A reader asks if I have any heroes. “I’m guessing Samuel Johnson is one,” she writes, and that’s correct. “I think people are too cynical to have heroes today,” she continues. “They’re embarrassed to say someone is a hero. Nobody’s good enough. Everybody wants to look for failure and weakness.” Again, correct. A kind of corrosive skepticism is taken for sophistication. It’s self-promotion masking as fashionable cynicism.
Many people
I admire but heroes are distinguished by their indifference to approval or
disapproval. They don’t make up their minds by reading reviews or waiting for poll results. They don’t play to the audience, which rules out
politicians. Their values are solid and coherent but not autocratic. They
possess a sort of courageous commitment to honesty, while being human and thus susceptible
to self-delusion. A hero would be embarrassed to be called a hero. Without
thinking deeply about it, my pantheon: Jonathan Swift, Yvor Winters, Whittaker
Chamber, Simon Leys, the Colombian aphorist Nicolás Gómez Dávila (known as Don Colacho).
Thomas
Carlyle’s On Heroes, Hero-Worship, and
the Heroic in History (1841) includes the lecture “The Hero as Man of Letters,” in which Carlyle lauds the absence of fuss in Dr. Johnson, the
indifference to impressing his fellows and polishing his image. Making the
world better is too often the slogan of those who would destroy it. Johnson had
no interest in utopia-building. Carlyle writes:
“Mark, too,
how little Johnson boasts of his ‘sincerity.’ He has no suspicion of his being
particularly sincere, — of his being particularly anything! A hard-struggling,
weary-hearted man, or ‘scholar’ as he calls himself, trying hard to get some
honest livelihood in the world, not to starve, but to live — without stealing!

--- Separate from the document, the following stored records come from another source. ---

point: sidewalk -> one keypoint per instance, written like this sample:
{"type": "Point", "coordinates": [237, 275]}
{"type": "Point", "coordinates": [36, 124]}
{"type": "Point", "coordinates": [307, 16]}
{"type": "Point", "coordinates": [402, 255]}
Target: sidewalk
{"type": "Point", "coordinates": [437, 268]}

A noble unconsciousness is in him.”
With his fears
of idleness and madness, Johnson often self-prescribed work as the cure. That
too seems a characteristic common to heroes. Carlyle calls the attitude “rude
stubborn self-help,” and we are its beneficiaries: “Had Johnson left nothing
but his Dictionary, one might have
traced there a great intellect, a genuine man. . . . There is in it a kind of
architectural nobleness; it stands there like a great solid square-built
edifice, finished, symmetrically complete: you judge that a true Builder did
it.”
[See Matthew Pheneger’s essay “Nicolás Gómez Dávila and the ‘Authentic Reactionary.’”]
When I was a kid, I had countless heroes from the goofy to the glorious. In my old age only one remains, Abraham Lincoln.